AYKIRI AKADEMİ - ANALİZ - Orhan Gökdemir
Cumhuriyet Bayramını hakikaten ilginç bir zaman aralığında kutluyoruz. Aslında bir anlamda 3 devrimi beraber kutladığımız bir haleti ruhiye içindeyiz: Fransız Devrimini, Ekim Devrimini ve Cumhuriyet Devrimini kutluyoruz.
Bir yandan da bu üç devrimin bir şekilde yenilmiş olduğunun bilincindeyiz. Fransız Devrimi’nin özgürlükçü yanı, batıdaki erken kapitalizm tarafından çok hızlı bir şekilde törpülendi. Ekim Devrimi yakın zamanda yenilgiye uğradı, eşitlikçi iddialarından vazgeçip; ‘eşitliksiz’ci kapitalist ekonomiye geri döndü. Cumhuriyetimiz ağır bir gerici saldırı altında yıkıldı. Ancak yıkanlar bir çaresizlik içerisinde yerine yeni bir şey kuramıyorlar.

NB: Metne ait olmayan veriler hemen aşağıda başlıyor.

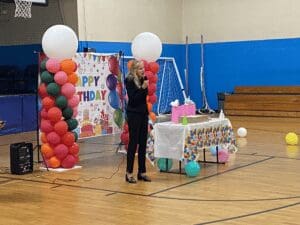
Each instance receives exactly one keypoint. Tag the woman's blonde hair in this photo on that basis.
(134, 66)
(132, 72)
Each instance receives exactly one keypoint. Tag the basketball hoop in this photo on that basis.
(23, 8)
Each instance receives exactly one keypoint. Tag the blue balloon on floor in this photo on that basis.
(162, 164)
(192, 169)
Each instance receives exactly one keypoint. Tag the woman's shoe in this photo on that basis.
(144, 178)
(130, 179)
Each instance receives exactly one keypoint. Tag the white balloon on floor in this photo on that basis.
(60, 42)
(146, 46)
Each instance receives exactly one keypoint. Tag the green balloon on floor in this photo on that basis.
(53, 89)
(162, 164)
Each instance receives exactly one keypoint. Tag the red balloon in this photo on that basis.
(53, 138)
(61, 127)
(46, 126)
(54, 114)
(151, 89)
(61, 151)
(48, 102)
(74, 149)
(68, 139)
(154, 67)
(43, 90)
(152, 98)
(113, 64)
(68, 162)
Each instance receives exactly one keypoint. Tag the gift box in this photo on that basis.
(182, 110)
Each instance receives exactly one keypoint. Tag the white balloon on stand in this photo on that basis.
(60, 42)
(146, 46)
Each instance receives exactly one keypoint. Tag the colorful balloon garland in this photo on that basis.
(58, 122)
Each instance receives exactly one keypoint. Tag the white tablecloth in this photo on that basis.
(172, 140)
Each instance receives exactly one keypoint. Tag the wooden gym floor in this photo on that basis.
(259, 185)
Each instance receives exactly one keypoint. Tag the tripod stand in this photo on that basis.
(205, 107)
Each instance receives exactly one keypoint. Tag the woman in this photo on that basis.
(137, 118)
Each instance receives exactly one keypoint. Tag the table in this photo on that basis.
(187, 142)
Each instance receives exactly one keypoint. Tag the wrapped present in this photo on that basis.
(195, 118)
(182, 110)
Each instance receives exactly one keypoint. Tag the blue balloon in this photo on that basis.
(192, 169)
(114, 100)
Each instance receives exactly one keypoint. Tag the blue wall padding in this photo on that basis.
(228, 64)
(18, 112)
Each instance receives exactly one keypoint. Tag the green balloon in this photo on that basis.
(61, 102)
(47, 77)
(118, 117)
(72, 124)
(162, 164)
(43, 64)
(53, 89)
(67, 113)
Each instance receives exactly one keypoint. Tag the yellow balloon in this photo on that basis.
(291, 138)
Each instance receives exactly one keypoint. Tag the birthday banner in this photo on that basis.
(99, 88)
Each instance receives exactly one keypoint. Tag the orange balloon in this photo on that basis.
(44, 138)
(152, 116)
(47, 150)
(149, 106)
(73, 78)
(54, 162)
(129, 64)
(68, 66)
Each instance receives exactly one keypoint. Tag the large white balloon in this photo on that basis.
(146, 46)
(60, 42)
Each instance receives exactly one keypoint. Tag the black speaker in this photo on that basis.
(21, 158)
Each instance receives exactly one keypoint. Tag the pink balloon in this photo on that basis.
(68, 90)
(46, 126)
(73, 101)
(61, 151)
(151, 89)
(149, 75)
(61, 77)
(44, 113)
(153, 79)
(69, 161)
(53, 138)
(152, 98)
(75, 112)
(53, 65)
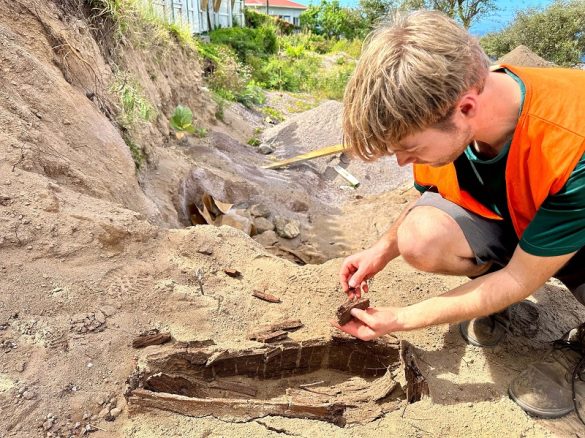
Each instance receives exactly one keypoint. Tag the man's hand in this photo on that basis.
(360, 267)
(371, 323)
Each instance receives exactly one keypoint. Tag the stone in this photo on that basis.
(288, 229)
(299, 206)
(259, 210)
(265, 149)
(262, 225)
(267, 238)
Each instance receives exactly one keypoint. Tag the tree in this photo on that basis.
(464, 11)
(332, 20)
(555, 33)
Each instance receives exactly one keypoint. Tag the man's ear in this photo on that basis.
(468, 105)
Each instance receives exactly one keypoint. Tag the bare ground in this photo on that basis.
(90, 255)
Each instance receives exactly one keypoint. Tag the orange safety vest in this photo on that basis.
(548, 142)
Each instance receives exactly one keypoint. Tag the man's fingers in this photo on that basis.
(347, 269)
(363, 316)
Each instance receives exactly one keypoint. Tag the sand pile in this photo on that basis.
(522, 55)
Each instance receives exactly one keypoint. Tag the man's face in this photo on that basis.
(433, 146)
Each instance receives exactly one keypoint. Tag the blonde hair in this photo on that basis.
(410, 75)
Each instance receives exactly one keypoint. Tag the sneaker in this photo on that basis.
(554, 386)
(488, 331)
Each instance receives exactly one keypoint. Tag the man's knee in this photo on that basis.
(425, 238)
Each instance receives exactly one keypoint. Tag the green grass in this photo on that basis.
(134, 106)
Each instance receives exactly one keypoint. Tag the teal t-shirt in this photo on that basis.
(559, 224)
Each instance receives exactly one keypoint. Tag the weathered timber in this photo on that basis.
(150, 337)
(235, 408)
(234, 273)
(266, 297)
(239, 388)
(267, 332)
(416, 384)
(270, 336)
(343, 311)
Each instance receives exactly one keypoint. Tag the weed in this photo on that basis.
(134, 106)
(273, 114)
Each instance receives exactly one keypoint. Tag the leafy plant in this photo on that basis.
(555, 33)
(134, 106)
(182, 121)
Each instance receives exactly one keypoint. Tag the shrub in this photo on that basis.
(555, 33)
(134, 106)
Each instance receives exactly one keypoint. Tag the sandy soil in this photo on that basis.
(91, 255)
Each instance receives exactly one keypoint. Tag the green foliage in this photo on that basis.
(251, 95)
(182, 120)
(134, 106)
(246, 41)
(255, 139)
(333, 21)
(273, 114)
(556, 33)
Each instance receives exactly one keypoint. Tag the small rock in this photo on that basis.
(29, 395)
(267, 238)
(288, 229)
(265, 149)
(262, 224)
(259, 210)
(299, 206)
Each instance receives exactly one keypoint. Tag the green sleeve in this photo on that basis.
(559, 224)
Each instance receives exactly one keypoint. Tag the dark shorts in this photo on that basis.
(492, 240)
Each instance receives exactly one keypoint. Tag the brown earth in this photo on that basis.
(93, 254)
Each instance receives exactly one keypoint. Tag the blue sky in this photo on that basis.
(495, 22)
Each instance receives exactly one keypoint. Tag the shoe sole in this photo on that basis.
(535, 412)
(464, 334)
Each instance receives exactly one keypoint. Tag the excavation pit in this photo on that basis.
(340, 380)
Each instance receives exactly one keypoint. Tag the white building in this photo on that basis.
(285, 9)
(200, 15)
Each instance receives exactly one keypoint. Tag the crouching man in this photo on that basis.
(498, 155)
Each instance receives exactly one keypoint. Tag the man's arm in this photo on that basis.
(357, 268)
(480, 297)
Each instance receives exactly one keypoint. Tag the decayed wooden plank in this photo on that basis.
(151, 337)
(266, 297)
(416, 384)
(140, 399)
(343, 311)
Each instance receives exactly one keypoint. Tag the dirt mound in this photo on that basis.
(321, 127)
(523, 56)
(90, 259)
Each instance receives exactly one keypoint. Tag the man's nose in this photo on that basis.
(403, 159)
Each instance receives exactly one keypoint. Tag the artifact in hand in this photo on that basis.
(343, 311)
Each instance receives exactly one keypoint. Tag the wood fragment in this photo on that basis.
(239, 388)
(343, 311)
(234, 273)
(151, 337)
(274, 336)
(247, 409)
(416, 384)
(266, 297)
(288, 326)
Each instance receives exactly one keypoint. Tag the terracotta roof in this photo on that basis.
(275, 4)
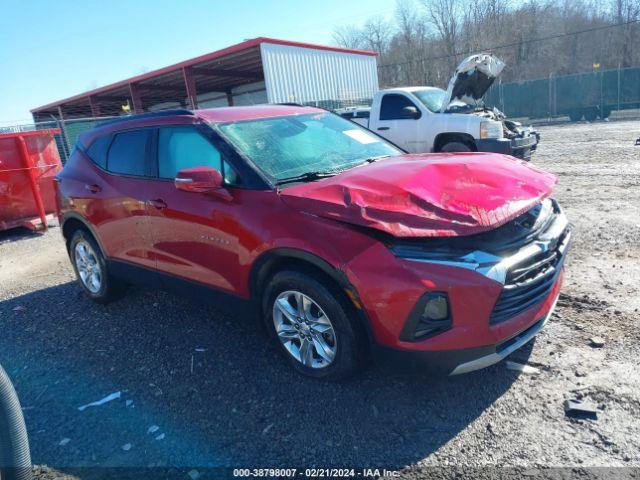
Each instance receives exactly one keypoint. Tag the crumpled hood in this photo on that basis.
(427, 195)
(472, 79)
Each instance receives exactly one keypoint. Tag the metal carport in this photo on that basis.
(260, 70)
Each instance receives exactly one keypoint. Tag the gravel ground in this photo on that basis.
(200, 388)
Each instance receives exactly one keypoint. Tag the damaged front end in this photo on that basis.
(467, 87)
(437, 195)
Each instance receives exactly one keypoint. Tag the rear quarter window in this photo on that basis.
(97, 151)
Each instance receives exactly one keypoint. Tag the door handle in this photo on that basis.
(157, 203)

Bir şeyi fark ettik: Fransız devrimi ile başlayan devrimci cumhuriyetçi dönemin aslında bir dalga olduğunu, insanlık tarihinin çok önemli bir aşamasını temsil ettiğini fark ettik. O dalga devam ediyor. Böyledir; yenilgiler, gerilemeler duraklamalar olur; sonra büyük ileri bir atılım olur.
Bu yenilgilerin; Sovyetler Birliği’nin, Fransız devrimci ruhunun ve Türkiye’de cumhuriyetin kaybedilmesinin ne ağır bir bedelleri olduğunu tüm insanlık gördü. Sosyalizm yenilince yerine barbarlık, vahşi bir ekonomik düzen kaldı. Şimdi eşitliği ve özgürlüğü yeniden düşünme sorunu ile karşı karşıyayız.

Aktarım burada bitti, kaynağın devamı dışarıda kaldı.